Propositi tornati fortemente in auge in questa edizione, la prima finalmente libera dal giogo opprimente degli aggettivi.
Questa ricerca spasmodica dell’assenza di aggettivi si concretizza con una maggiore fluidità, se così la vogliamo chiamare, di generi musicali.
A tal proposito sarebbe molto interessante far notare, sommessamente, sia chiaro, che il rock alternativo o il rap al Tenco ci erano già arrivati. Perché, come ho detto in apertura, la canzone d’autore non è un genere musicale, ed è naturale che trovi il suo sbocco preferito nella forma musicale che più le aggrada: che sia essa il rap di Caparezza e Rancore, l’artica glacialità dei Massimo Volume, il tiro sconquassante dei Ministri o la trap sbiascicata di Izi e Madame,
Conta il testo, più di ogni altra cosa.
Conta la storia che racconti.
Contano le parole.
E gli aggettivi.
Una canzone senza aggettivi è un controsenso in essere, un adynaton. Non esiste, non è immaginabile. L’aggettivo è una scelta poetica. Politica e poetica. Non ci sono state gabbie di alcun genere, mai. E non ci sono state semplicemente perché hanno sempre parlato, prima di loro, le parole.

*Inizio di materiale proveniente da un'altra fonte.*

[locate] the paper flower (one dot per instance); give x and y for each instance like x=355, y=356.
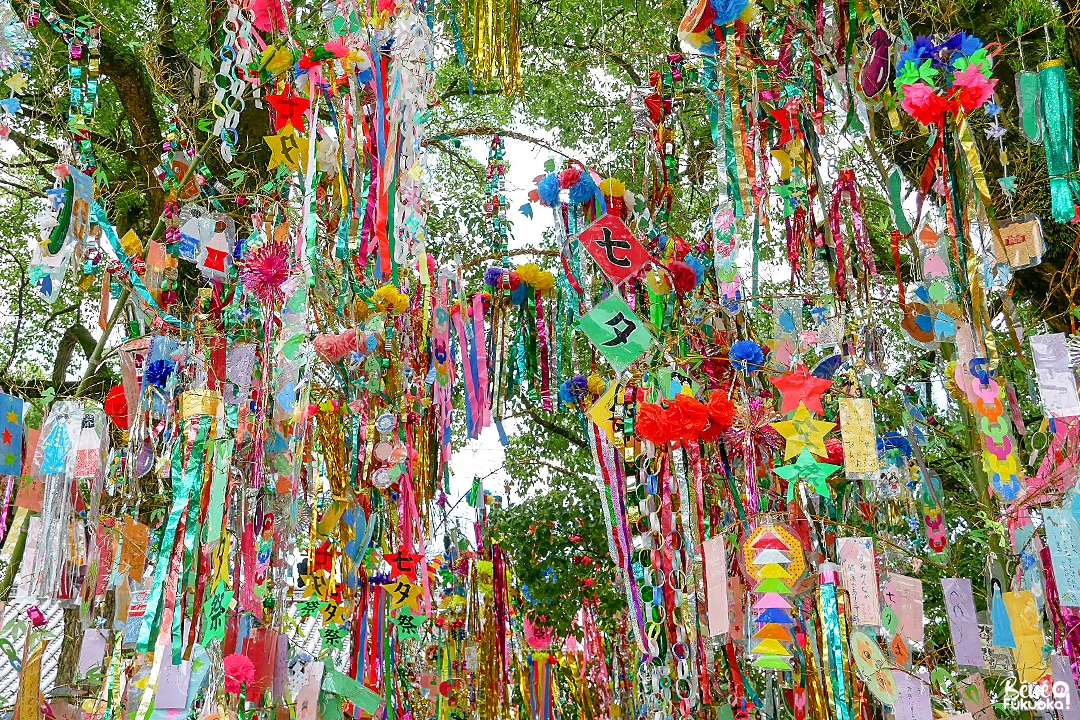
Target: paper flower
x=239, y=670
x=683, y=276
x=158, y=371
x=265, y=270
x=333, y=348
x=650, y=425
x=391, y=299
x=974, y=89
x=746, y=356
x=925, y=105
x=268, y=15
x=686, y=418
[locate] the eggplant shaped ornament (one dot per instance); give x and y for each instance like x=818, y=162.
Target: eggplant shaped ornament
x=878, y=65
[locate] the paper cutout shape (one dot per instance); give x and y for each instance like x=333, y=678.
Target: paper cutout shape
x=802, y=432
x=613, y=247
x=616, y=331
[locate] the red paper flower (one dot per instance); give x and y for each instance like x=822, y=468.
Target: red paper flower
x=973, y=89
x=925, y=105
x=116, y=407
x=835, y=448
x=333, y=348
x=687, y=418
x=265, y=270
x=721, y=412
x=239, y=669
x=684, y=279
x=650, y=423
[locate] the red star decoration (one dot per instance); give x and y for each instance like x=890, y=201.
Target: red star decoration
x=800, y=386
x=785, y=117
x=215, y=259
x=405, y=564
x=289, y=109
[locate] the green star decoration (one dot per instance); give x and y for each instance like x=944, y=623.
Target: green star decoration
x=408, y=625
x=807, y=469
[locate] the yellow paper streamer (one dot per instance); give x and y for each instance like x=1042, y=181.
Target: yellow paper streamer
x=1027, y=632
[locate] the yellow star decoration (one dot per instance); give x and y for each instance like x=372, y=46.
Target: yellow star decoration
x=802, y=431
x=287, y=147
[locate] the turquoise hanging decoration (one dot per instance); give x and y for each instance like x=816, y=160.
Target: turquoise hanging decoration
x=55, y=449
x=1057, y=138
x=1029, y=103
x=1001, y=623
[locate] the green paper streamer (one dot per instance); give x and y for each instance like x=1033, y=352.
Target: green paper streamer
x=1057, y=121
x=187, y=476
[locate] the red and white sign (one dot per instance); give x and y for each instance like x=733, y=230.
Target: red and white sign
x=613, y=247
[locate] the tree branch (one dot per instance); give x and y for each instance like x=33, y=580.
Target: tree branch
x=485, y=130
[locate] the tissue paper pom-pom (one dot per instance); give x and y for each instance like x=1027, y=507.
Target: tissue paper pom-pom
x=574, y=390
x=721, y=415
x=746, y=356
x=728, y=10
x=116, y=407
x=333, y=348
x=265, y=270
x=650, y=423
x=277, y=58
x=518, y=295
x=569, y=177
x=699, y=269
x=658, y=282
x=683, y=276
x=612, y=187
x=548, y=189
x=529, y=272
x=565, y=396
x=687, y=418
x=583, y=190
x=835, y=448
x=544, y=282
x=158, y=372
x=390, y=298
x=239, y=669
x=925, y=105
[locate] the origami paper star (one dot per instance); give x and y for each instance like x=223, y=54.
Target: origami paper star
x=288, y=148
x=404, y=564
x=801, y=432
x=811, y=471
x=291, y=108
x=800, y=386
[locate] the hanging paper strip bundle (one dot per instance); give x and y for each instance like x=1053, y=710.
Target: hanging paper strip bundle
x=269, y=510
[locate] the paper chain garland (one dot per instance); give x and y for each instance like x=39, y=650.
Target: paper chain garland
x=258, y=517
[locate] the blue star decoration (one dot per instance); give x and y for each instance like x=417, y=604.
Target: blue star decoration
x=1008, y=185
x=996, y=132
x=809, y=470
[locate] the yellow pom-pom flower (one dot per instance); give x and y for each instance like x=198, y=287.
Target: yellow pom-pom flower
x=613, y=188
x=391, y=299
x=275, y=59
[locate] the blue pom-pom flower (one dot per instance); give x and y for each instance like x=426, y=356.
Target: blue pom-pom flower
x=746, y=356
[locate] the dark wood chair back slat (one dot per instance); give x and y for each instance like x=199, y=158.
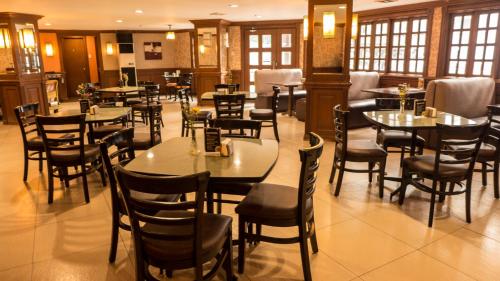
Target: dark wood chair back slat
x=229, y=106
x=240, y=128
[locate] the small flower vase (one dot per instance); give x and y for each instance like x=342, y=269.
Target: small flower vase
x=194, y=145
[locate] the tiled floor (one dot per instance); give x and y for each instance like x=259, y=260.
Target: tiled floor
x=360, y=236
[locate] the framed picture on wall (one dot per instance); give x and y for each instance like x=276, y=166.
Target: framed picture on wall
x=152, y=50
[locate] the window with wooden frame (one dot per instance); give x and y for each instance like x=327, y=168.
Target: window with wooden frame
x=380, y=46
x=398, y=50
x=364, y=50
x=417, y=45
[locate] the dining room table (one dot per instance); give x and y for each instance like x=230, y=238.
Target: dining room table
x=407, y=121
x=251, y=161
x=209, y=96
x=103, y=114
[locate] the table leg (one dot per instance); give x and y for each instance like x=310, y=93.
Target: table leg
x=290, y=101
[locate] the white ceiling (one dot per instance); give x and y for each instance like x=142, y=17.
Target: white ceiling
x=102, y=14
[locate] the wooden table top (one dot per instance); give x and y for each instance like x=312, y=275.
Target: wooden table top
x=393, y=119
x=104, y=114
x=248, y=95
x=393, y=91
x=251, y=161
x=119, y=90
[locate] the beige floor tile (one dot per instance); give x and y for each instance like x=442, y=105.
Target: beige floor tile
x=91, y=264
x=358, y=246
x=16, y=244
x=283, y=262
x=70, y=236
x=471, y=253
x=407, y=229
x=415, y=267
x=20, y=273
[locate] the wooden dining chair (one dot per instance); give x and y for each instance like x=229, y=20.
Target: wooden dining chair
x=443, y=167
x=237, y=128
x=355, y=151
x=70, y=151
x=32, y=141
x=199, y=122
x=284, y=206
x=400, y=140
x=144, y=141
x=269, y=117
x=229, y=106
x=178, y=235
x=118, y=149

Pretendere una canzone senza aggettivi, però, non mi stupisce affatto: è esattamente in linea con la nuova corrente dominante, quella del disimpegno. Un aggettivo, proprio per la sua natura politica, compromette troppo… Meglio mantenere un profilo più basso, più family friendly, ecco.
A riprova di questo, basti pensare che l’ultima volta che il direttivo ha utilizzato “canzone d’autore” lo ha fatto, cito testualmente, per «esprimere solidarietà all’artista Fedez per il coraggio dimostrato nell’associare su un palco così importante, qual è quello del Primo Maggio, la canzone d’autore alle espressioni di forte qualità laica e civile».
Ecco, quelle quattro righe di comunicato fugano, in maniera quasi definitiva, ogni possibile dubbio sulle future mosse del Club.